Le duo se dirige vers la porte de sortie en passant devant la vitrine pleine de pièces authentiques. Soudainement, celle-ci éclate sous les tirs précis d’un auto-gun. Almee a juste le temps de se jeter sur Vladimir et de le tirer en arrière pour le mettre hors de portée des tirs multiple qui retentissent à présent, d’une précision pourtant assassine. L’air hagard, le professeur se redresse sur son séant, son réploïde l’ayant devancé, debout sur ses deux jambes, fixant la ruelle d’un air calme, mais très sérieux.

(Vladimir) : Qu’est ce que c’est que ce bordel ?

Comme pour répondre à cette question, un fumigène est balancé au travers de la vitre brisée, atterrissant en plein milieu du magasin pour y rependre une âpre fumée grise et opaque. Vladimir ferme les yeux par reflexe et se met à tousser presque immédiatement. Almee, sur qui le fumigène n’a aucun effet, saisit son concepteur par la taille et le fait passer sur ses épaules avant de sortir avec lui du magasin et de le reposer délicatement sur le sol pavé de la rue, tout en restant au couvert du toit de la bâtisse.

(Vladimir) : Teuheu ! Ne nous sors pas, le tireur va nous avoir si on reste dehors. Teuheuteuh !

(Almee) : Ne t’inquiètes pas, prof.
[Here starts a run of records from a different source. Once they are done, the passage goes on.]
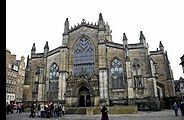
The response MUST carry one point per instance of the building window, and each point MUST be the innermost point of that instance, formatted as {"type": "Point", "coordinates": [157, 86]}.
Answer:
{"type": "Point", "coordinates": [137, 75]}
{"type": "Point", "coordinates": [117, 74]}
{"type": "Point", "coordinates": [84, 57]}
{"type": "Point", "coordinates": [53, 82]}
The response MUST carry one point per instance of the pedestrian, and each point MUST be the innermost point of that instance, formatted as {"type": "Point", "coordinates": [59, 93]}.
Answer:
{"type": "Point", "coordinates": [175, 108]}
{"type": "Point", "coordinates": [33, 107]}
{"type": "Point", "coordinates": [63, 110]}
{"type": "Point", "coordinates": [38, 108]}
{"type": "Point", "coordinates": [42, 114]}
{"type": "Point", "coordinates": [8, 108]}
{"type": "Point", "coordinates": [104, 112]}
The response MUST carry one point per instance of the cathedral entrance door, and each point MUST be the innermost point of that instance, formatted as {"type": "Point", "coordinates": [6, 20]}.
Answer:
{"type": "Point", "coordinates": [84, 97]}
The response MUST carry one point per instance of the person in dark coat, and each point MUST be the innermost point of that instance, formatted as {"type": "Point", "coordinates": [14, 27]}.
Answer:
{"type": "Point", "coordinates": [33, 107]}
{"type": "Point", "coordinates": [175, 108]}
{"type": "Point", "coordinates": [182, 108]}
{"type": "Point", "coordinates": [104, 112]}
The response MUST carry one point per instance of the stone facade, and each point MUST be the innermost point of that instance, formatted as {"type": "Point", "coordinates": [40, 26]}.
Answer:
{"type": "Point", "coordinates": [179, 88]}
{"type": "Point", "coordinates": [15, 74]}
{"type": "Point", "coordinates": [182, 62]}
{"type": "Point", "coordinates": [89, 69]}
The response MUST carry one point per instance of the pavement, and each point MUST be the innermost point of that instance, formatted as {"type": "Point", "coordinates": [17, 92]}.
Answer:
{"type": "Point", "coordinates": [159, 115]}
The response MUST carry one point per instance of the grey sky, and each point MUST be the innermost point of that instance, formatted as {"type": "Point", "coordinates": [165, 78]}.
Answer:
{"type": "Point", "coordinates": [38, 21]}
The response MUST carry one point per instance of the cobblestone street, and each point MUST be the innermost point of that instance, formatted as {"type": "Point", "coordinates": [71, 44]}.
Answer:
{"type": "Point", "coordinates": [162, 115]}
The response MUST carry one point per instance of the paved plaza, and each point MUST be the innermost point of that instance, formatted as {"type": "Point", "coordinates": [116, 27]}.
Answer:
{"type": "Point", "coordinates": [161, 115]}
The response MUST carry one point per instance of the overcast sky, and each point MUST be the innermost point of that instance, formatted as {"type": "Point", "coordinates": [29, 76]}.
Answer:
{"type": "Point", "coordinates": [38, 21]}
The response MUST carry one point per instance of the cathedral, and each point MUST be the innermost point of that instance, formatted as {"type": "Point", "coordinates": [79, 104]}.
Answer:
{"type": "Point", "coordinates": [89, 69]}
Selon l’angle d’inclinaison des balles lorsqu’elles ont brisées la vitrine, je juge à 95% que le tireur ne peut pas nous atteindre là où nous sommes actuellement.

Peu rassuré par cette dernière remarque, Vladimir recule et se colle contre le mur du bâtiment d’où s’échappe des volutes de fumée grise.

(Vladimir) : Et les 5% restant, tu les as pris en compte ?

(Voix) : Ce ne sera pas la peine…

Sur le côté droit, au travers de la fumée qui s’est élevée dans la rue, deux silhouettes apparaissent. Leurs traits se distinguent de plus en plus jusqu’à laisser apparaître un type en complet bleu débraillé et aux cheveux roux, et un homme en armure cybernétique portant un masque et un katana à sa ceinture : Willem et Raven de l’Ordo Arakis. Almee lance un regard étrange à Raven, le reconnaissant.

(Almee) : Toi ?

(Vladimir) : Tu le connais ?

Raven et Willem s’arrêtent à environ deux mètres d’Almee et de Vladimir, qui ne comprennent rien à ce qui se passe. L’homme en armure cybernétique sort son katana de son étui dans un mouvement leste et pointe la lame resplendissante vers le visage d’Almee.

(Raven) : Ne t’inquiètes pas, gamin… on ne vous fera aucun mal si tu me donne gentiment le parchemin.